Grandma’s Secret

Note: This post contains spoilers of a major plot point in my book, Verbania Treasure. If you haven’t read it but intend to someday, come back and read this later.

I don’t plot every scene before I write a book. I didn’t know Grandma Sybil well enough at the beginning of the writing process to know what her secret might be. At the beginning, I thought the treasure itself might be the most important thing, but as I got to know both Grandma Sybil and her father, I realized money wouldn’t motivate either of them. Rightly or wrongly, Grandpa Sam had made the decision to move on and not talk about the loss of Baby Joe. But that didn’t mean
he abandoned his memory. He always knew that Grandma Sybil would find her brother again.

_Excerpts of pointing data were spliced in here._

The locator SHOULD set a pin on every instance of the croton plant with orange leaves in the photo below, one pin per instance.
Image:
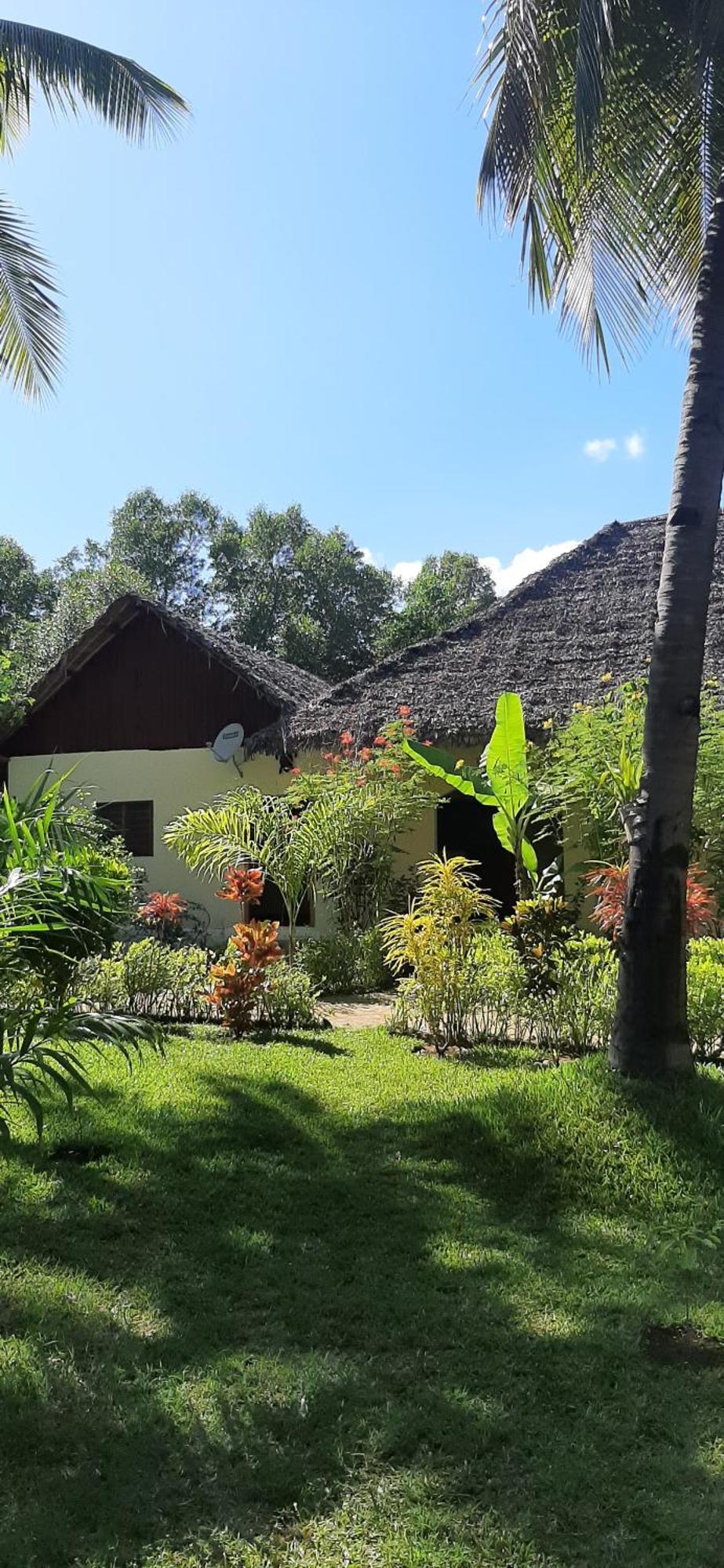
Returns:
(387, 794)
(163, 913)
(243, 885)
(610, 885)
(238, 981)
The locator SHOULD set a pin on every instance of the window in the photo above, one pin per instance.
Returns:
(132, 821)
(271, 907)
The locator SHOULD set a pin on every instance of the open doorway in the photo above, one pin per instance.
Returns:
(464, 827)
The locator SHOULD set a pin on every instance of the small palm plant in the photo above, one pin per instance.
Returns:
(58, 902)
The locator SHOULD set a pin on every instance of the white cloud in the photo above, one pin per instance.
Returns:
(524, 564)
(406, 572)
(601, 449)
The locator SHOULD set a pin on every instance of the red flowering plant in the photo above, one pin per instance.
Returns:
(610, 887)
(243, 885)
(386, 793)
(162, 915)
(238, 982)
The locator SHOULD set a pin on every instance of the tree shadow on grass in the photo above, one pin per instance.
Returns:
(245, 1310)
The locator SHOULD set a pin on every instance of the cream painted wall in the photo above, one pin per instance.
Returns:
(173, 780)
(176, 780)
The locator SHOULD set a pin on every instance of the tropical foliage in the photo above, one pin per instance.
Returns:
(67, 76)
(243, 975)
(500, 783)
(435, 940)
(60, 901)
(610, 887)
(380, 793)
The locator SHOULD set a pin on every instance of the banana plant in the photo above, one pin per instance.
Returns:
(500, 783)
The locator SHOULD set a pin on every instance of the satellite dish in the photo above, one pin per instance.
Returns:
(227, 742)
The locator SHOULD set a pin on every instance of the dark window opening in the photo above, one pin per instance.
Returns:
(132, 821)
(271, 907)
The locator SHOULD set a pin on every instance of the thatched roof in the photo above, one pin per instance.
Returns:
(588, 614)
(286, 686)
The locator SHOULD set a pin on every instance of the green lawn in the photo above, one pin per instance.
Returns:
(336, 1304)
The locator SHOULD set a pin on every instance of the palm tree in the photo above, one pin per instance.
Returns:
(606, 142)
(66, 74)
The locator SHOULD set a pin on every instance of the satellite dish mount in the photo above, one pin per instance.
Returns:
(227, 742)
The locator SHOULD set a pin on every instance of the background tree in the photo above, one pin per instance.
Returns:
(607, 142)
(166, 543)
(447, 590)
(20, 590)
(292, 590)
(67, 74)
(82, 595)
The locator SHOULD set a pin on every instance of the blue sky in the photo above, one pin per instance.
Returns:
(298, 302)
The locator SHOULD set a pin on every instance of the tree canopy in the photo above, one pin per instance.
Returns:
(276, 583)
(447, 590)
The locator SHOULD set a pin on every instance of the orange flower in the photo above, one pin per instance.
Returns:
(242, 885)
(163, 909)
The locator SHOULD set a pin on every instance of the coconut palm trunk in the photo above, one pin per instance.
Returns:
(651, 1034)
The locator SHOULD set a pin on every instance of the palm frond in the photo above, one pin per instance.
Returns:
(71, 73)
(30, 319)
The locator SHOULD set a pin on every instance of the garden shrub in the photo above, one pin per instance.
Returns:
(289, 1000)
(436, 942)
(706, 998)
(243, 975)
(576, 1015)
(147, 979)
(347, 962)
(499, 990)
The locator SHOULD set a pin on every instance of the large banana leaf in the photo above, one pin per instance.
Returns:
(460, 777)
(505, 758)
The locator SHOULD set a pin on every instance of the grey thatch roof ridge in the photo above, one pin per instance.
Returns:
(588, 615)
(271, 678)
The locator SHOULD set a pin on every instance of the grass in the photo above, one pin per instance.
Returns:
(333, 1304)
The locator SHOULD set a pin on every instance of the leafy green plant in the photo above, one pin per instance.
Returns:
(500, 783)
(300, 846)
(345, 962)
(706, 998)
(499, 995)
(540, 927)
(289, 1000)
(435, 940)
(383, 793)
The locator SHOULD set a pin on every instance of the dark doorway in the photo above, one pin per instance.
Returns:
(464, 827)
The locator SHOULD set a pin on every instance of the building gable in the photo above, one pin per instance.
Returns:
(146, 688)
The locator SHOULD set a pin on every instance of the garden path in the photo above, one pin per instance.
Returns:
(358, 1012)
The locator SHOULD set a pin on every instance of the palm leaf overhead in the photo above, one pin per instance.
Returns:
(67, 74)
(606, 122)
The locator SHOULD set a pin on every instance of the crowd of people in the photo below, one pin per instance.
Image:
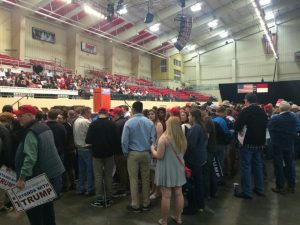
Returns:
(158, 146)
(120, 88)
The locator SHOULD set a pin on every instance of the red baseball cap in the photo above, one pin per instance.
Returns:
(103, 110)
(117, 111)
(175, 111)
(23, 109)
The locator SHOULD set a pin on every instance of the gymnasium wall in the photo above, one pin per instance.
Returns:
(5, 31)
(45, 50)
(67, 50)
(48, 103)
(88, 61)
(245, 60)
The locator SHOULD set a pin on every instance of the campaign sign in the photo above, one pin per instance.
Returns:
(37, 191)
(7, 178)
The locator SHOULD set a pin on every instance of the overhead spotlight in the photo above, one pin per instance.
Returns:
(264, 2)
(182, 3)
(223, 34)
(191, 47)
(213, 24)
(88, 9)
(196, 7)
(149, 18)
(154, 27)
(174, 40)
(123, 11)
(110, 11)
(269, 16)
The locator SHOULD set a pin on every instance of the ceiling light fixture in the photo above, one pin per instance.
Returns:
(196, 7)
(223, 34)
(213, 24)
(154, 27)
(269, 16)
(88, 9)
(264, 27)
(264, 2)
(67, 1)
(123, 11)
(191, 47)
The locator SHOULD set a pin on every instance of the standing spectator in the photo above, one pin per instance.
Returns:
(169, 173)
(254, 120)
(126, 111)
(159, 130)
(59, 132)
(85, 158)
(69, 154)
(223, 135)
(102, 135)
(120, 159)
(6, 159)
(196, 157)
(282, 130)
(36, 155)
(137, 137)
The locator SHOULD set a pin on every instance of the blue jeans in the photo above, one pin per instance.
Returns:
(220, 153)
(57, 184)
(284, 166)
(249, 158)
(86, 175)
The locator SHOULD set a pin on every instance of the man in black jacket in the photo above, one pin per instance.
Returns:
(120, 159)
(102, 135)
(253, 121)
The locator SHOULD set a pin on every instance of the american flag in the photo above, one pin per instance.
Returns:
(245, 88)
(266, 44)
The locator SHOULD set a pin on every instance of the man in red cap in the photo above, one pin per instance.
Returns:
(120, 159)
(36, 155)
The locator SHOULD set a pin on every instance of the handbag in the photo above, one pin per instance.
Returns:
(187, 170)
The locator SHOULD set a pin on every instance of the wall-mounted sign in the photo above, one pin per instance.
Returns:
(89, 48)
(43, 35)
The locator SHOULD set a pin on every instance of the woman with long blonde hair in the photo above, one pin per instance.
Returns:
(169, 173)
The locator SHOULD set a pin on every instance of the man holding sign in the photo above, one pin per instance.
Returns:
(36, 155)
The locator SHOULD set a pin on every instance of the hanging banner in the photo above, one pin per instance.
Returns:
(7, 178)
(37, 191)
(89, 48)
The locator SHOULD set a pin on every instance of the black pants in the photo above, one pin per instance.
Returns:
(196, 193)
(42, 215)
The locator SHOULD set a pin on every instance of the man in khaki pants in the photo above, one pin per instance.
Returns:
(138, 135)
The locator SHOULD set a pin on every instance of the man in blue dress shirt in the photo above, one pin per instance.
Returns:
(138, 135)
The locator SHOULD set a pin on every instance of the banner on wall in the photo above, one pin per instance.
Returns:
(43, 35)
(89, 48)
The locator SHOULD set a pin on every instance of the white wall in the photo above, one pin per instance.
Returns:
(5, 31)
(289, 42)
(44, 50)
(247, 62)
(89, 61)
(122, 60)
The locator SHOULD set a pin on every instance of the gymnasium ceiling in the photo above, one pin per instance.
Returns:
(237, 17)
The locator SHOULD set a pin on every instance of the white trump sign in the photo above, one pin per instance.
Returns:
(37, 191)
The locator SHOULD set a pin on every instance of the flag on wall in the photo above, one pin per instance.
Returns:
(262, 88)
(249, 88)
(245, 88)
(266, 44)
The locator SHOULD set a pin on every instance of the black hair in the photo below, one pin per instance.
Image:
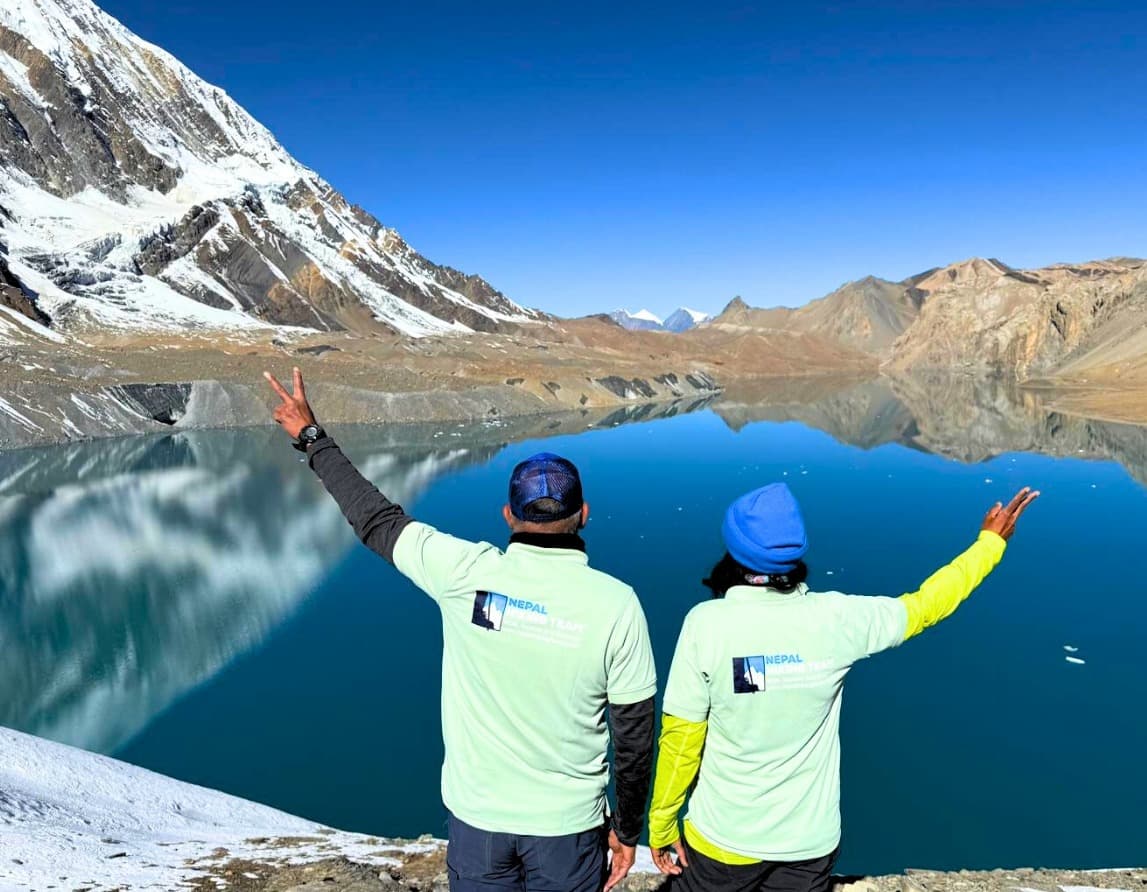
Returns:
(728, 572)
(551, 507)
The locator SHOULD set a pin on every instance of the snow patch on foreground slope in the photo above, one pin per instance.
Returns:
(70, 818)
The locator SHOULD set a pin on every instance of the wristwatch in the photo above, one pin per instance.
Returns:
(309, 436)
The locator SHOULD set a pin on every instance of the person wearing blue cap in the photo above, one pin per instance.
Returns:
(539, 647)
(753, 704)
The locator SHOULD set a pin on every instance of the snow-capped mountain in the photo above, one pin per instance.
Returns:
(135, 195)
(640, 321)
(684, 319)
(679, 320)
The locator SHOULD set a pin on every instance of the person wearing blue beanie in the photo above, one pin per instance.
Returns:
(764, 530)
(753, 705)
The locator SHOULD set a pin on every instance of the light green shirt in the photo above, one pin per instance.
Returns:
(766, 671)
(536, 643)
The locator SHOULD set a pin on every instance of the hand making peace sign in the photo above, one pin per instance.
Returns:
(294, 413)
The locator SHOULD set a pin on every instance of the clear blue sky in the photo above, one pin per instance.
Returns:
(585, 156)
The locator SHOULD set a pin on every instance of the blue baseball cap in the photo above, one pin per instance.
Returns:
(764, 530)
(545, 476)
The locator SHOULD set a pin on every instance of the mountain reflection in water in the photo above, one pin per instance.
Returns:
(154, 600)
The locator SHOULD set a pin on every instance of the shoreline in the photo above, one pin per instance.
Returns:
(71, 819)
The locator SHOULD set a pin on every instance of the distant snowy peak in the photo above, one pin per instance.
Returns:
(684, 319)
(135, 195)
(679, 320)
(640, 321)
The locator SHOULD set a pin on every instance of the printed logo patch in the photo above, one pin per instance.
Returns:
(489, 610)
(748, 674)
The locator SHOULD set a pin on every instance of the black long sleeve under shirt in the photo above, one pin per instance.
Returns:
(379, 522)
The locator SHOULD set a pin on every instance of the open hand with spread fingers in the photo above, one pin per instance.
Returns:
(621, 861)
(1001, 518)
(663, 859)
(294, 413)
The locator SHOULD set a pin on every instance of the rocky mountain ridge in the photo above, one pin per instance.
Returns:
(135, 196)
(1067, 321)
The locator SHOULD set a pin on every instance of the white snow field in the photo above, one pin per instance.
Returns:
(70, 819)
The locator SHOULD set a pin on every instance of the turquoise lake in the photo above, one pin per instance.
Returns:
(195, 604)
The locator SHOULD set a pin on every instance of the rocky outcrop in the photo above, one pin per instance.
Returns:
(1059, 321)
(865, 317)
(1069, 322)
(14, 296)
(148, 198)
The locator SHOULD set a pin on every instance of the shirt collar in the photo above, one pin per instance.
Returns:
(549, 540)
(764, 593)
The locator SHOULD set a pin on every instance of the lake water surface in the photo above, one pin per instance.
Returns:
(196, 604)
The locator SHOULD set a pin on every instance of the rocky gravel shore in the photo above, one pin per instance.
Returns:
(427, 873)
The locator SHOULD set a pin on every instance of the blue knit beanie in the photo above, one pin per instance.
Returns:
(764, 531)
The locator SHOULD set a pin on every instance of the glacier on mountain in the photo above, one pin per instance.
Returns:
(134, 195)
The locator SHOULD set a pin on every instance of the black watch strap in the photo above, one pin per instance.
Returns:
(309, 436)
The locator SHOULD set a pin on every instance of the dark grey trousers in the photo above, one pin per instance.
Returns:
(484, 861)
(707, 875)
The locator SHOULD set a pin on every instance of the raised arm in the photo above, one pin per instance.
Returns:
(376, 519)
(945, 589)
(678, 763)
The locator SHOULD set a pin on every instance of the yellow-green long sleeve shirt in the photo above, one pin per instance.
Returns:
(756, 686)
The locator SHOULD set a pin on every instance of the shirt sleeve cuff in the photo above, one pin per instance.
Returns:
(629, 697)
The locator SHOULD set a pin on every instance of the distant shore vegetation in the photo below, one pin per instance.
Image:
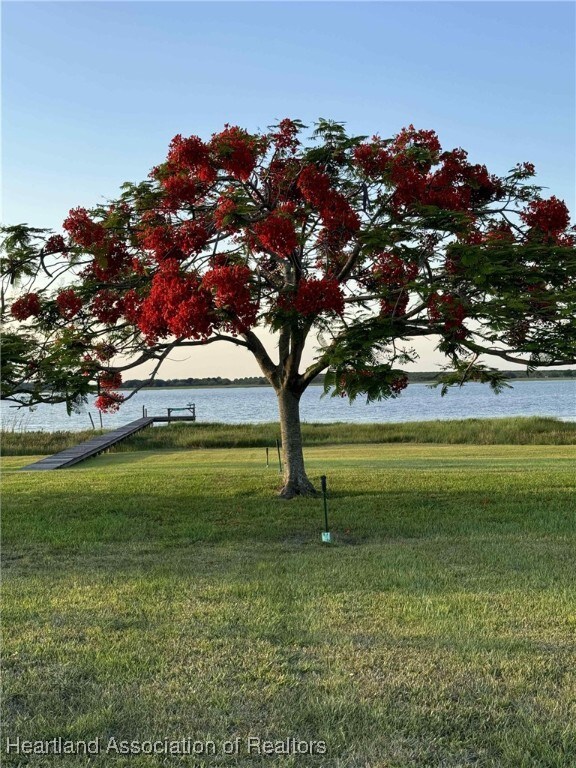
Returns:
(260, 381)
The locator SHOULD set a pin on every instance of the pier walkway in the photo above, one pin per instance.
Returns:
(100, 443)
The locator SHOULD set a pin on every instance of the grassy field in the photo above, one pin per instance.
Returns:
(154, 595)
(533, 430)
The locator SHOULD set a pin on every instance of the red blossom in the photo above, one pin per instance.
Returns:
(26, 306)
(550, 217)
(314, 296)
(224, 213)
(107, 306)
(230, 285)
(69, 303)
(177, 304)
(191, 155)
(131, 306)
(277, 234)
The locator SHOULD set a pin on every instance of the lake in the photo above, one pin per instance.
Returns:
(235, 405)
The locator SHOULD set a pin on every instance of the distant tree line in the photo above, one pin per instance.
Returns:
(260, 381)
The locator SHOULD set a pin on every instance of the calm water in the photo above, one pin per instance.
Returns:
(258, 404)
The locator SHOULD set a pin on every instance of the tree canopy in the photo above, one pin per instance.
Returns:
(361, 243)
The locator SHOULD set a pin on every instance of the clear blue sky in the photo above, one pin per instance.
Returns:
(93, 92)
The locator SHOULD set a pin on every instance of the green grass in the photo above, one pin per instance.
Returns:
(534, 430)
(161, 595)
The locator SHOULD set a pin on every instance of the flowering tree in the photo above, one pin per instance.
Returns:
(359, 243)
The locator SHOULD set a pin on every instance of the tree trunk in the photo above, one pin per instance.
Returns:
(296, 482)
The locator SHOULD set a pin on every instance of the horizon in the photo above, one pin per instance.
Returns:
(80, 79)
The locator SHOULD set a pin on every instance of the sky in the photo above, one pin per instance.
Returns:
(94, 91)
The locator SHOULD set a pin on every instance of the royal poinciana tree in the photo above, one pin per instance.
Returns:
(359, 244)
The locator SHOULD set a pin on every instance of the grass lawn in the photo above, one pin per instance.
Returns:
(164, 595)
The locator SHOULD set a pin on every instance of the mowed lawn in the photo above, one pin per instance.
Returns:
(164, 595)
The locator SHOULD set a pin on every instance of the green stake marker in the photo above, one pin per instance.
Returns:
(326, 538)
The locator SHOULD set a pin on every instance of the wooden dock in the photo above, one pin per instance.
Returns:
(101, 443)
(90, 448)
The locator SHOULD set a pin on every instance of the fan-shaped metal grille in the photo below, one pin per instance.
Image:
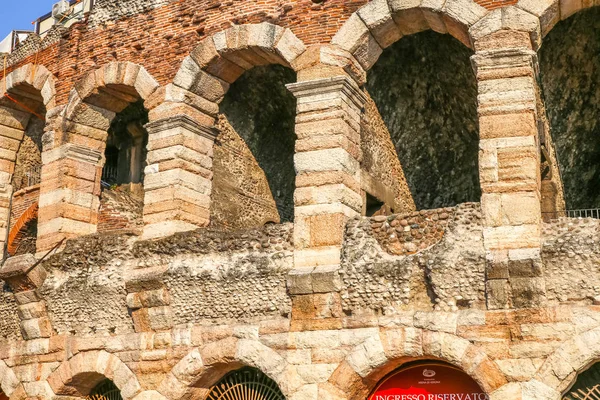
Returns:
(587, 386)
(246, 384)
(105, 390)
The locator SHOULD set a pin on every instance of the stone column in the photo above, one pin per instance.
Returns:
(327, 194)
(25, 277)
(69, 193)
(327, 164)
(509, 164)
(178, 178)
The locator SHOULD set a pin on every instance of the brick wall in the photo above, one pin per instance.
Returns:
(22, 200)
(160, 38)
(492, 4)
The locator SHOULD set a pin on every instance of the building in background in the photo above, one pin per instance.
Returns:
(304, 200)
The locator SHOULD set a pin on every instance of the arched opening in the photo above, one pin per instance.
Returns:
(587, 385)
(105, 390)
(245, 384)
(427, 379)
(569, 78)
(21, 157)
(122, 197)
(424, 89)
(254, 176)
(114, 116)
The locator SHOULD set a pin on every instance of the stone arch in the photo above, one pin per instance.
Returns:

But I didn’t discover this information until months after leaving Verbania. I went back through my photos and chose St. Lorenzo’s church in Pallanza to be the place for Baby Joe. The church was full of light. It was dignified, and somewhat plain, yet I’d liked it because unlike so many of the churches we looked into, this one seemed to have a very active parish life. It was a living center of faith. People were coming in and out in the middle of the day just to sit and pray. And over on the right side of the sanctuary were a set of murals flanked with happy-looking baby cherubs. They weren’t just what I had in mind, but they were close. I could see Grandma Sybil coming to the church with her parents, skipping up the steps in the piazza outside and pulling open the heavy door. Her mother might have cried a little, but Grandpa Sam would have kept it from being too sad for a little girl.
There was a candy shop just down the street, and I think he let her choose something each time they went. (She didn’t learn to scorn candy until she became a schoolteacher and saw how an innocent-looking Hershey bar could destroy an entire afternoon of learning.)

To my knowledge, there is no matching angel in the Kansas City art museum, or anywhere else. But keep your eyes open in antique stores! You never know when one might turn up.